UNE DIPLOMATIE TURCIQUE EN ÉVEIL : DE LA STRATÉGIE À LA VISION 2040
Le Secrétaire général de l’Organisation des États turciques (TDT), l’ambassadeur Kubanıçbek Ömüraliyev, s’est récemment entretenu à Tachkent avec le ministre ouzbek des Affaires étrangères Bahtiyor Saidov. Objectif : renforcer l’intégration turque dans les domaines politique, économique et culturel, selon les axes du plan stratégique 2022-2026 et de la Vision 2040 du monde turc.
Ce rapprochement s’est matérialisé par plus de 30 actions diplomatiques et économiques inscrites dans une feuille de route présidée par l’Ouzbékistan, qui assure actuellement la présidence tournante de la TDT. Dans le sillage du sommet de Samarcande, ces initiatives dessinent une ambition collective : bâtir un espace civilisationnel commun où les États turciques se concertent, commercent et coopèrent sur la scène mondiale.
IRAN – OZBÉKISTAN : UNE AMITIÉ QUI DÉFIE LES FRONTIÈRES
Dans un autre registre diplomatique, le nouveau président iranien, Masoud Pezeşkiyan, a tenu des propos hautement symboliques lors de sa rencontre avec le Premier ministre ouzbek Abdulla Aripov :
« L’Iran et l’Ouzbékistan sont comme deux parties d’un même corps. Les frontières ne peuvent nous séparer. »

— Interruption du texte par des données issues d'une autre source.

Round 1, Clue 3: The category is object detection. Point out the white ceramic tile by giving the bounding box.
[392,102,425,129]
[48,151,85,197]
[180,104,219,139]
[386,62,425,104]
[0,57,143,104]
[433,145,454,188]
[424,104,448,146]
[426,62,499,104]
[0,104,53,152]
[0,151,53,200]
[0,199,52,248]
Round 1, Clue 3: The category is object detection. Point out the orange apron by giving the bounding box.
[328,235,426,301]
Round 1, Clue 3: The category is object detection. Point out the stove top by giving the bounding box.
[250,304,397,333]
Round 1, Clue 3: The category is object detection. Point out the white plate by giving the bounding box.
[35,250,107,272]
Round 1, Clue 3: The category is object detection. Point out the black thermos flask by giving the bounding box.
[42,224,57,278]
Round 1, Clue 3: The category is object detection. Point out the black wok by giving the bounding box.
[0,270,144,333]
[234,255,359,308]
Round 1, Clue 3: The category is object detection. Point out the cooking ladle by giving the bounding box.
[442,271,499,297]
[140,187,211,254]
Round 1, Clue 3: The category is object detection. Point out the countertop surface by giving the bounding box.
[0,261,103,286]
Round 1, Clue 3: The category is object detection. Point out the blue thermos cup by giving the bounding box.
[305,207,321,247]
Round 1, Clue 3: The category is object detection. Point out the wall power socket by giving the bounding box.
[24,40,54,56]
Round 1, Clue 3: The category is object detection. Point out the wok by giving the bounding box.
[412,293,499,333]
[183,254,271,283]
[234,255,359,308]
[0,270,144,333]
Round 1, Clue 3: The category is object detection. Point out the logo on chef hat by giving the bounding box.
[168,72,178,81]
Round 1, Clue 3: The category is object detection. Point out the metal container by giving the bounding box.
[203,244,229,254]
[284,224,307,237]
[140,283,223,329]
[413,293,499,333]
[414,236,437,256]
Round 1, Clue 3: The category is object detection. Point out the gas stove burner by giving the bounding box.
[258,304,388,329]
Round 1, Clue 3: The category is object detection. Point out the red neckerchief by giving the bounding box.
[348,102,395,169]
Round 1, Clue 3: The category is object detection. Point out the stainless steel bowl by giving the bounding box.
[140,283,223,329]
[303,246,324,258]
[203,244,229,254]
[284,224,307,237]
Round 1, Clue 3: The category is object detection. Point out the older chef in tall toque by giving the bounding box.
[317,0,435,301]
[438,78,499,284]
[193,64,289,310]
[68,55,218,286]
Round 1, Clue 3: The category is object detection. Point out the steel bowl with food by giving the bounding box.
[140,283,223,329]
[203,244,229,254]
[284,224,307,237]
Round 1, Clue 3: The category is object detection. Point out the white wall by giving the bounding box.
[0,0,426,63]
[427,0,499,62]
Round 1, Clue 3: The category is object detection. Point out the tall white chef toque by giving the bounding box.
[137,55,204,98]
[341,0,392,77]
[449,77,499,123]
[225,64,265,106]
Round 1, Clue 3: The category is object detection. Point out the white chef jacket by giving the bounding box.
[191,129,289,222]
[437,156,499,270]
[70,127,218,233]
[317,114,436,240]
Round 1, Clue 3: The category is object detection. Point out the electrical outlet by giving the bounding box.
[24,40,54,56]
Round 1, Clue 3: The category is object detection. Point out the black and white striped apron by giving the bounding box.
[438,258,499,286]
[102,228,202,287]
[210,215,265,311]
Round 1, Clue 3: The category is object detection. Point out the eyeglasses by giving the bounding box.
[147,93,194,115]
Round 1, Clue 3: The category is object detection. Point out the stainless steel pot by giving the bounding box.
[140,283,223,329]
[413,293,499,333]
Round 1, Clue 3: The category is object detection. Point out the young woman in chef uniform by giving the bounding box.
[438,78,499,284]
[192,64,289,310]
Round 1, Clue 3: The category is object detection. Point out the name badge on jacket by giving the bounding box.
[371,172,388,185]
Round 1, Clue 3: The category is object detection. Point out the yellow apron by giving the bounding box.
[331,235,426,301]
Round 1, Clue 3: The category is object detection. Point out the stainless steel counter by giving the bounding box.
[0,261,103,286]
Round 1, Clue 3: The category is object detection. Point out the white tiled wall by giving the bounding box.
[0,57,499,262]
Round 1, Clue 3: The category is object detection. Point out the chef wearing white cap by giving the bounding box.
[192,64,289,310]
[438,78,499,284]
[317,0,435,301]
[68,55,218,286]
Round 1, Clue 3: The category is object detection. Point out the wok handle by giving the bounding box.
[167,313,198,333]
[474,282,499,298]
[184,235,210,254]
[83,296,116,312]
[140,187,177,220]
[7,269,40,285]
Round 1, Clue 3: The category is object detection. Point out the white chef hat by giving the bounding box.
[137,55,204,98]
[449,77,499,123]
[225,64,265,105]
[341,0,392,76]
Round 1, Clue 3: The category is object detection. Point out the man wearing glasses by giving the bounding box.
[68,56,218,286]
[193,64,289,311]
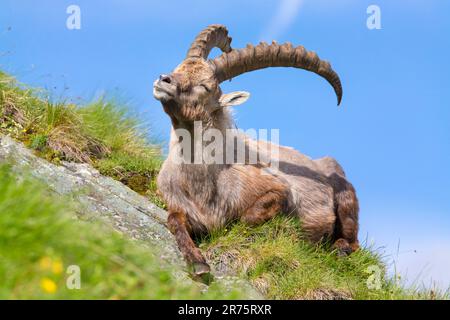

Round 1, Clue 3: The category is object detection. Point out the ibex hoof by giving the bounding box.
[192,262,211,276]
[191,262,213,285]
[333,238,353,257]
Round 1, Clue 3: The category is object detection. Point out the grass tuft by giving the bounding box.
[200,216,448,299]
[0,71,165,207]
[0,165,242,299]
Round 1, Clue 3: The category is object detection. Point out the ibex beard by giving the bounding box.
[153,25,359,276]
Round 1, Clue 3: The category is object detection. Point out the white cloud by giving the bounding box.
[261,0,304,41]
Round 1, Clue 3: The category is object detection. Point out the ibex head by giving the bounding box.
[153,25,342,122]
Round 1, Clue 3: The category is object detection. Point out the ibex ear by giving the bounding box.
[219,91,250,107]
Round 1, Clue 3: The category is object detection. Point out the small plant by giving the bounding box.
[30,134,48,151]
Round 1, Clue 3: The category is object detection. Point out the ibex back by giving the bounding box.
[153,25,358,275]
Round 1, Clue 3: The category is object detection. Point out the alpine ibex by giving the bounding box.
[153,25,359,275]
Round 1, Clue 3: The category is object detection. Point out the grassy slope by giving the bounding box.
[0,165,240,299]
[0,72,446,299]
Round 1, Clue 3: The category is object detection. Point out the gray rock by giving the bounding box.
[0,135,262,299]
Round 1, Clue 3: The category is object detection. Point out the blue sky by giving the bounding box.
[0,0,450,288]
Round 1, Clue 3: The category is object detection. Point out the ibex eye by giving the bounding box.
[199,84,211,92]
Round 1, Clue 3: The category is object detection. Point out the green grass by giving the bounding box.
[0,71,164,207]
[200,216,448,299]
[0,165,242,299]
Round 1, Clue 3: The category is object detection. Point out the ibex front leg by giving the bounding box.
[167,211,211,277]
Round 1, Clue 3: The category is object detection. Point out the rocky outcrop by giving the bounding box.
[0,135,261,298]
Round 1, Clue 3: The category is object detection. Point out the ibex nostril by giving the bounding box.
[159,74,172,83]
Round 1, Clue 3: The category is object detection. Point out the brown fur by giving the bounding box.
[155,31,358,273]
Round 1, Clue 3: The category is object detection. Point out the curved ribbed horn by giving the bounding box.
[212,41,342,105]
[186,24,231,60]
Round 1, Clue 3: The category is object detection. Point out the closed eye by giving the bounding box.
[199,84,211,92]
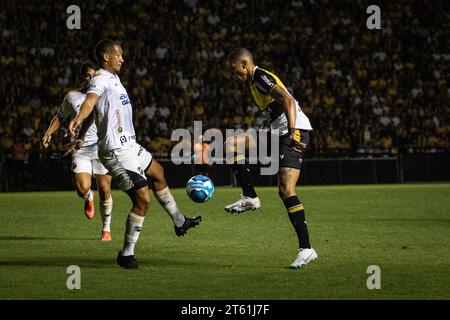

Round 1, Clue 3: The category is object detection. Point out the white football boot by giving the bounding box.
[225,194,261,213]
[291,248,318,269]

Forts d’une histoire partagée, d’un substrat linguistique et culturel commun, les deux pays envisagent d’intensifier leur coopération dans tous les domaines, avec déjà des accords commerciaux positifs signés. L’Asie centrale réinvente ainsi ses passerelles entre monde persan, monde turc et islam civilisationnel.
UNE VISIBILITÉ ACCRUE SUR LA SCÈNE INTERNATIONALE : MOSCOU, 9 MAI
À Moscou, lors des célébrations du 80e anniversaire de la victoire contre le nazisme, l’Ouzbékistan s’est fait remarquer par la présence de son président, Chavkat Mirziyoyev, aux côtés de figures de poids comme Vladimir Poutine, Xi Jinping ou Lula da Silva. Plus qu’une participation symbolique, cette présence signale un positionnement équilibré entre l’Est et l’Ouest, dans un monde en recomposition.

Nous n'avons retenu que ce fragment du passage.